/risk-aware-curriculum-generation

Risk-aware curriculum generation for heavy-tailed distributions

Primary LanguageJupyter NotebookMIT LicenseMIT

Risk-aware Curriculum Generation for Heavy-tailed Task Distributions

Cevahir Koprulu (1), Thiago D. Simão (2), Nils Jansen (2) and Ufuk Topcu (1)

(1) The University of Texas at Austin

(2) Radbound University Nijmegen

Accepted for the 39th Conference on Uncertainty in Artificial Intelligence (UAI 2023).

Our codebase is built on the repository of Curriculum Reinforcement Learning via Constrained Optimal Transport (CURROT) by Klink et al. (2022).

Web sources for CURROT:

Source code: https://github.com/psclklnk/currot/tree/icml (ICML branch)
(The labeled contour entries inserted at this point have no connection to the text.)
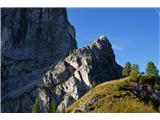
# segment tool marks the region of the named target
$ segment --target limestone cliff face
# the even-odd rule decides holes
[[[77,48],[65,9],[1,9],[2,112],[30,112],[50,65]]]
[[[101,36],[77,49],[65,9],[2,9],[2,112],[61,110],[121,67]]]
[[[54,101],[61,111],[89,91],[93,83],[120,76],[121,67],[115,61],[111,44],[101,36],[90,45],[73,50],[46,72],[38,93],[40,111],[49,109],[49,101]]]

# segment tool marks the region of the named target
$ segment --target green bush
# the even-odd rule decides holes
[[[127,62],[125,64],[125,67],[123,68],[122,70],[122,76],[123,77],[127,77],[130,75],[130,72],[131,72],[131,63],[130,62]]]
[[[50,103],[49,112],[50,112],[50,113],[56,113],[56,112],[57,112],[56,104],[55,104],[55,102],[53,102],[53,101]]]
[[[133,64],[131,68],[130,77],[134,81],[138,81],[138,75],[139,75],[139,66],[137,64]]]
[[[96,82],[92,82],[92,85],[91,85],[92,89],[95,88],[96,86],[97,86]]]
[[[35,98],[35,102],[32,106],[32,112],[38,113],[39,112],[39,106],[38,106],[38,96]]]
[[[118,89],[118,90],[123,90],[123,89],[125,89],[127,87],[127,82],[120,82],[120,83],[118,83],[117,85],[116,85],[116,88]]]
[[[156,79],[158,78],[158,69],[155,66],[155,64],[152,61],[149,61],[147,63],[147,68],[146,68],[146,75],[148,78],[153,78],[155,77]]]

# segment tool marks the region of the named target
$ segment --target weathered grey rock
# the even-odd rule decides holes
[[[54,95],[52,98],[58,111],[61,111],[62,105],[66,108],[78,100],[91,89],[93,83],[99,84],[120,76],[121,67],[115,61],[112,46],[105,36],[101,36],[90,45],[73,50],[51,67],[43,76],[42,86],[51,90],[48,96]]]
[[[119,78],[121,67],[105,36],[76,49],[65,9],[2,9],[2,112],[57,111],[93,83]]]
[[[48,67],[77,48],[75,30],[60,8],[2,8],[1,21],[2,112],[31,112]]]

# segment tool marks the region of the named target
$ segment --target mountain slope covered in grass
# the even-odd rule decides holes
[[[146,86],[148,88],[144,90],[145,93],[143,89]],[[146,86],[132,81],[130,77],[105,82],[97,85],[69,106],[66,112],[158,112],[158,109],[155,108],[158,106],[154,106],[155,101],[152,100],[152,97],[151,99],[146,97],[147,90],[152,87],[148,84]],[[153,91],[156,90],[152,89]],[[140,93],[144,95],[141,96]],[[152,94],[155,93],[150,93],[150,96]]]

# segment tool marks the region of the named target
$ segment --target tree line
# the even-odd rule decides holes
[[[134,81],[140,83],[150,83],[160,88],[159,71],[152,61],[147,63],[145,73],[140,73],[138,64],[131,64],[130,62],[127,62],[122,70],[122,76],[130,76],[130,78]]]

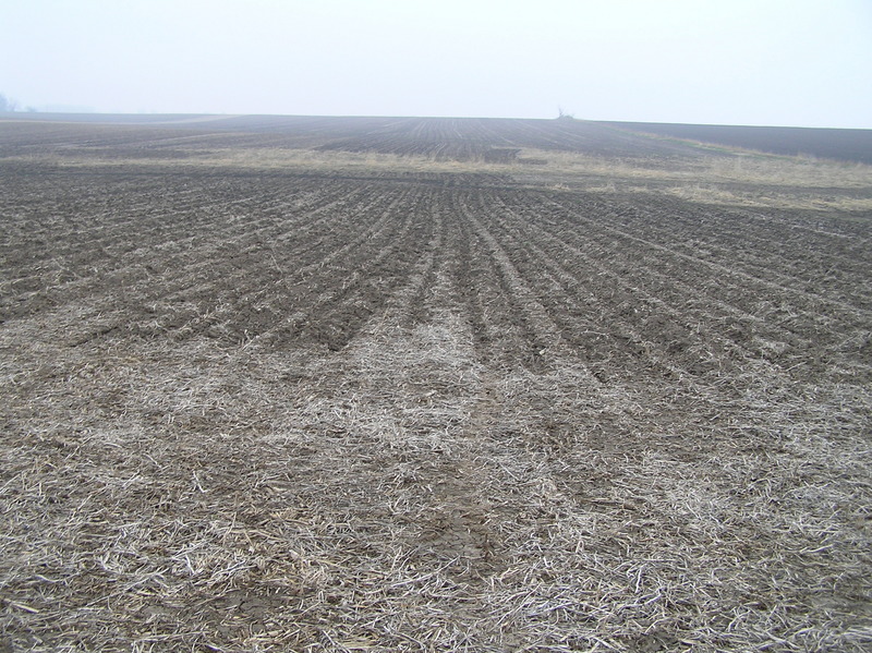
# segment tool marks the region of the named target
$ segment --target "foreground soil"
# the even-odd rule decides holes
[[[0,125],[0,650],[872,646],[868,214],[526,122]]]

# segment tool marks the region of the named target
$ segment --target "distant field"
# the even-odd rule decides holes
[[[619,130],[789,156],[872,164],[872,130],[604,122]]]
[[[0,179],[0,651],[872,646],[869,166],[16,116]]]

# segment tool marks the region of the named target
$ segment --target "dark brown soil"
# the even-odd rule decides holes
[[[868,218],[233,120],[0,124],[0,649],[868,650]]]

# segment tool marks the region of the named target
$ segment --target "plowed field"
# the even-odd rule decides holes
[[[533,122],[0,123],[0,651],[869,650],[870,169]]]

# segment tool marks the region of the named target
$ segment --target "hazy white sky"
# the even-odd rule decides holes
[[[0,93],[110,112],[872,128],[872,0],[0,0]]]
Paper: https://proceedings.mlr.press/v162/klink22a.html

Cross-entropy methods are originally implemented in the repository of Efficient Risk-Averse Reinforcement Learning (CeSoR) by Greenberg et al. (2022).

Web sources for CeSoR:

Source code: https://github.com/ido90/CeSoR

Paper: https://proceedings.neurips.cc/paper_files/paper/2022/hash/d2511dfb731fa336739782ba825cd98c-Abstract-Conference.html

We run our codebase on Ubuntu 20.04.5 LTS with Python 3.9.16

Installation

The required packages are provided in a requirements.txt file which can be installed via the following command;

pip install -r requirements.txt

How to run

To run a single experiment (training + evaluation), run.py can be called as follows (you can put additional parameters):

python run.py --train --eval 0 --env point_mass_2d_heavytailed --type self_paced_with_cem --target_type wide --DIST_TYPE cauchy --seed 1 # RACGEN
python run.py --train --eval 0 --env point_mass_2d_heavytailed --type self_paced_with_cem --target_type wide --DIST_TYPE gaussian --seed 1 # RACGEN-N
python run.py --train --eval 0 --env point_mass_2d_heavytailed --type self_paced --target_type wide --DIST_TYPE cauchy --seed 1 # SPDL
python run.py --train --eval 0 --env point_mass_2d_heavytailed --type self_paced --target_type wide --DIST_TYPE gaussian --seed 1 # SPDL-N
python run.py --train --eval 0 --env point_mass_2d_heavytailed --type default_with_cem --target_type wide --seed 1 # Default-CEM
python run.py --train --eval 0 --env point_mass_2d_heavytailed --type default --target_type wide --seed 1 # Default
python run.py --train --eval 0 --env point_mass_2d_heavytailed --type wasserstein --target_type wide --seed 1 # CURROT
python run.py --train --eval 0 --env point_mass_2d_heavytailed --type alp_gmm --target_type wide --seed 1 # ALP-GMM
python run.py --train --eval 0 --env point_mass_2d_heavytailed --type goal_gan --target_type wide --seed 1 # GoalGAN
python run.py --train --eval 0 --env point_mass_2d_heavytailed --type plr --target_type wide --seed 1 # PLR
python run.py --train --eval 0 --env point_mass_2d_heavytailed --type vds --target_type wide --seed 1 # VDS

The results demonstrated in our submitted paper can be run via run_{environment_name}_experiments.py by changing environment_name to one of the following:

  • point_mass_2d_heavytailed_wide
  • lunar_lander_2d_heavytailed_wide

Evaluation

Under misc directory, there are three scripts:

  1. plot_expected_performance.py: We use this script to plot the progression of expected return during training.
  2. plot_stat_return.py: We run this script to obtain a box plot for the distribution of the discounted return obtained by final policies in contexts drawn from the target context distribution. One can use this script to run statistical significance tests, as we did for the paper.
  3. sample_eval_contexts.py: We run this script to draw contexts from the target context distributions and record them to be used for evaluation of trained policies.